Tuesday, April 21, 2009

Fashion

Like most American males, I learned to dress at the age of 12 and have learned nothing more about it since.  My own sartorial preferences have remained in that age, when the two principal models were that pair of boys' lit Toms, Sawyer and Brown.   In Grad school, the choreographer and scholar Susan Foster encouraged me to read Roland Barthes; while I really liked Empire of Signs (the book about a country very much like Japan) , The Fashion System was totally lost on me, and I've never been quite sure whether my deficit was due to intellectual weakness on my part, or just an ordinary heterosexual allergy to fashion.  Nevertheless, I have recently made some modest efforts to up my wardrobe, but the direction is more retrograde than original.  I'm back to wearing hats, but now going with wide brims rather than the caps of my schooldays and in Kathmandu, perhaps risking the dismay of some vegetarian friends, I had a couple of extra-long leather ties and a suede vest made for me, figuring that both were about a generation out of style, so there was a chance to beat the curve for once.   Moreover, having not worn a tie for about five years (and that last one was a bolo at that), maybe it was time to at least imitate the appaearance of a grownup.

Which brings me to my (small) musical point.  Many of my recent pieces have been coming out with surfaces that recall familiar musics enough to be heard as, well, neo-classical.   Inasmuch as my current working mode has emphasized, instead of first principles, digging into historical repertoire and locating alternative paths not taken, the label certainly fits.
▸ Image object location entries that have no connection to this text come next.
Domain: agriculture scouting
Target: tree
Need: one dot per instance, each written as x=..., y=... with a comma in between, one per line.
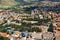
x=51, y=28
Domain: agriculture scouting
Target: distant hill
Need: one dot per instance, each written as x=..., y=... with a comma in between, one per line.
x=7, y=3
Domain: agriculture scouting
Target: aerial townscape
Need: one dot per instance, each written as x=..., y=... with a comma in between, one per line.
x=29, y=19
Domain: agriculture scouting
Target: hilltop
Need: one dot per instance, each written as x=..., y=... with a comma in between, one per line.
x=7, y=3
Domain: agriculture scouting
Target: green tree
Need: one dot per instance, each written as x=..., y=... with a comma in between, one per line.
x=51, y=28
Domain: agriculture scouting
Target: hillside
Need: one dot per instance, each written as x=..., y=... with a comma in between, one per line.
x=7, y=3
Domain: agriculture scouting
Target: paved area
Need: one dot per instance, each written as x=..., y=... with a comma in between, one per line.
x=57, y=35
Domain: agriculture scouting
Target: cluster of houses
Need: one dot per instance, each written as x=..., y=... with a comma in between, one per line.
x=17, y=18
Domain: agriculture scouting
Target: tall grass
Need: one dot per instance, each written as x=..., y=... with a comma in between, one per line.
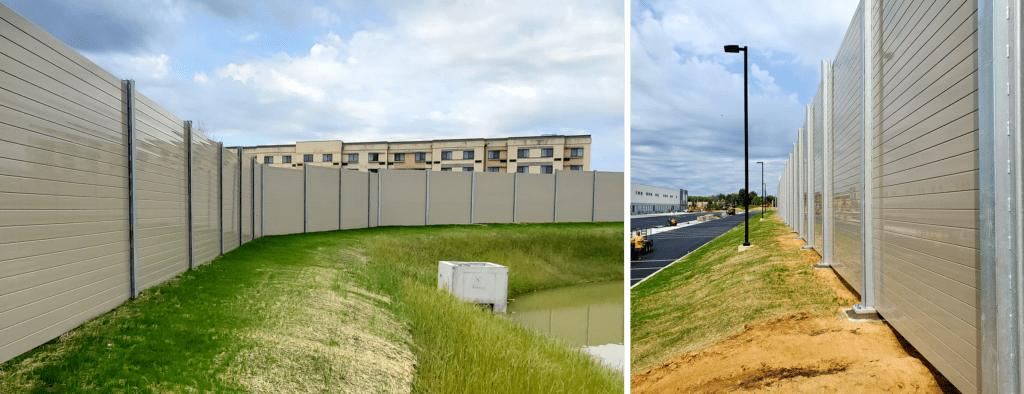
x=341, y=311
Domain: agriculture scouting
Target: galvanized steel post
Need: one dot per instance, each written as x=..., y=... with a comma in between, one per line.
x=555, y=215
x=515, y=195
x=472, y=198
x=809, y=200
x=129, y=86
x=220, y=195
x=426, y=210
x=1000, y=319
x=188, y=152
x=867, y=177
x=593, y=207
x=826, y=163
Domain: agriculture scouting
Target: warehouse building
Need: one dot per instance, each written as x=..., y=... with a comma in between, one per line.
x=652, y=200
x=540, y=155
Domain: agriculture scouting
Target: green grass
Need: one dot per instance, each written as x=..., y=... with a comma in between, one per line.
x=341, y=311
x=716, y=291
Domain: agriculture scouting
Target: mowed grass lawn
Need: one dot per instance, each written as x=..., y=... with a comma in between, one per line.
x=717, y=290
x=343, y=311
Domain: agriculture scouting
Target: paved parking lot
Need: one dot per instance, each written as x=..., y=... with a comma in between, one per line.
x=671, y=246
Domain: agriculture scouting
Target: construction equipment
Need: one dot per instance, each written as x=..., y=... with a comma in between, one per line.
x=640, y=244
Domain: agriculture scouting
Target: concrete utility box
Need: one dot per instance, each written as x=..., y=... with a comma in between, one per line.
x=481, y=282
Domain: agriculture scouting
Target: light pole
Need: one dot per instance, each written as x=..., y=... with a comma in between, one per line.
x=747, y=156
x=762, y=189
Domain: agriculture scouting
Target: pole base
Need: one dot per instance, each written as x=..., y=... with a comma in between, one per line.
x=859, y=313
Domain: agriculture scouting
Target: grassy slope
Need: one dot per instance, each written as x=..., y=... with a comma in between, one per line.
x=245, y=322
x=716, y=290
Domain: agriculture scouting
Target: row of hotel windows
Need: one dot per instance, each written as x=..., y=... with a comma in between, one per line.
x=422, y=156
x=653, y=194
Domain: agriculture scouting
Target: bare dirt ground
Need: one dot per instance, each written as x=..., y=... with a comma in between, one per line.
x=801, y=352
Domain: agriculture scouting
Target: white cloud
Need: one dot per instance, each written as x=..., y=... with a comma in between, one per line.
x=686, y=103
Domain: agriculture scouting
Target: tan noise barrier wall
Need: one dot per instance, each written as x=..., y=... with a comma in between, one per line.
x=451, y=196
x=323, y=199
x=284, y=204
x=104, y=193
x=495, y=198
x=64, y=188
x=403, y=198
x=205, y=199
x=354, y=199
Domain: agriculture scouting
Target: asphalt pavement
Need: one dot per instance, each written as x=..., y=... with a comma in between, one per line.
x=655, y=221
x=671, y=246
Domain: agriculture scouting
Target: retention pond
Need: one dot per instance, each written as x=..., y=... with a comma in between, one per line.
x=588, y=315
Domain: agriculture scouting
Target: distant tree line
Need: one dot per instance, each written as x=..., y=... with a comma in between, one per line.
x=724, y=202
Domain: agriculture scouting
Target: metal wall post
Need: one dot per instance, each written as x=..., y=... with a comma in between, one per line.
x=997, y=102
x=380, y=181
x=220, y=194
x=241, y=196
x=192, y=237
x=866, y=162
x=801, y=208
x=305, y=199
x=555, y=216
x=593, y=207
x=472, y=198
x=826, y=163
x=426, y=211
x=129, y=86
x=515, y=196
x=809, y=155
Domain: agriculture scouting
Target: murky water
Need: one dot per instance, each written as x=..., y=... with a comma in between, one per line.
x=588, y=314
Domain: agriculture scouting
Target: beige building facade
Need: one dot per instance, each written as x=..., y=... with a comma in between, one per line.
x=541, y=155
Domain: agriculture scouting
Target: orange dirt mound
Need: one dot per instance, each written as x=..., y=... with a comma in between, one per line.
x=796, y=353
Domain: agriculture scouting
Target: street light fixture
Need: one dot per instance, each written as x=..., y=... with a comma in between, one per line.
x=762, y=189
x=747, y=152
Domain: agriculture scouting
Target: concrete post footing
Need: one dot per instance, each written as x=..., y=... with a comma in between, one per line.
x=859, y=313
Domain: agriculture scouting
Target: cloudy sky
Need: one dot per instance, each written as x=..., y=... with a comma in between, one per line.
x=686, y=94
x=265, y=72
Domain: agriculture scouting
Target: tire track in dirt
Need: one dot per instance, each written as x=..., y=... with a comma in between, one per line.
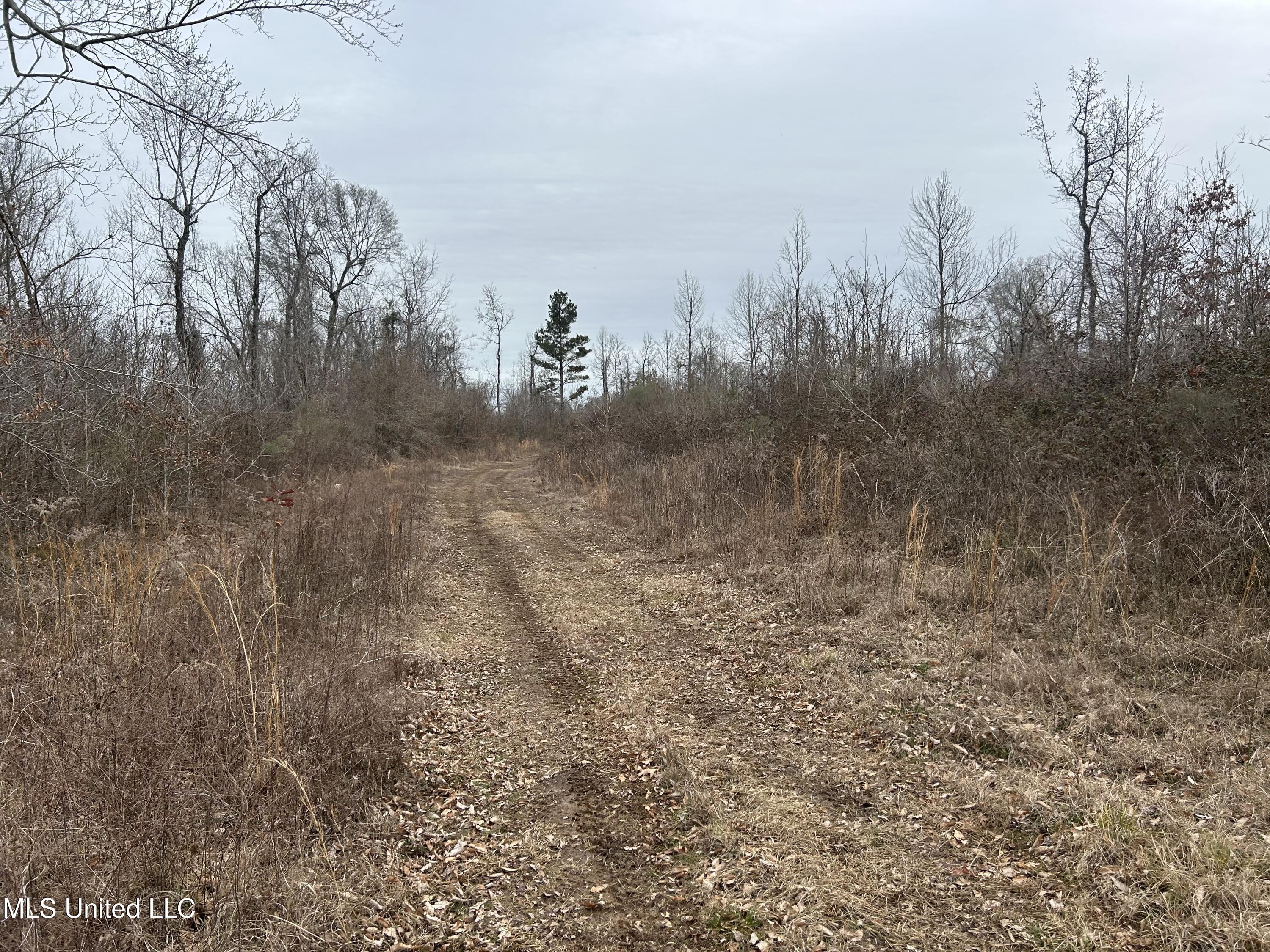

But only if the "classical" part is loosened up a bit more (neo-subitor, neo-serial, neo-experimental...).  In any case, there is certainly nothing less fashionable at the moment than to assert a relationship to the classical, even when neo- or pseudo- or quasi- or just plain faux-.   And the musical point of this is that one only moves forward, does or makes or discovers something really new, when one is out of step with fashion.  When the world zigs, kiddos, it's time to zag.

1 comment:

Kraig Grady said...

As a tree grows the roots grow deeper.It is probably natural to cross paths with things that are sometimes older than newer. There is a nature of creative impulses not to be completely exhausted at the time that often brings us there. This is quite different from nostalgia. We need to widen our sense of time anyway and realize the current we live in is braoder than the instantaneous. The last time i attempted to stay in the present i ended up being informed by the 12 century.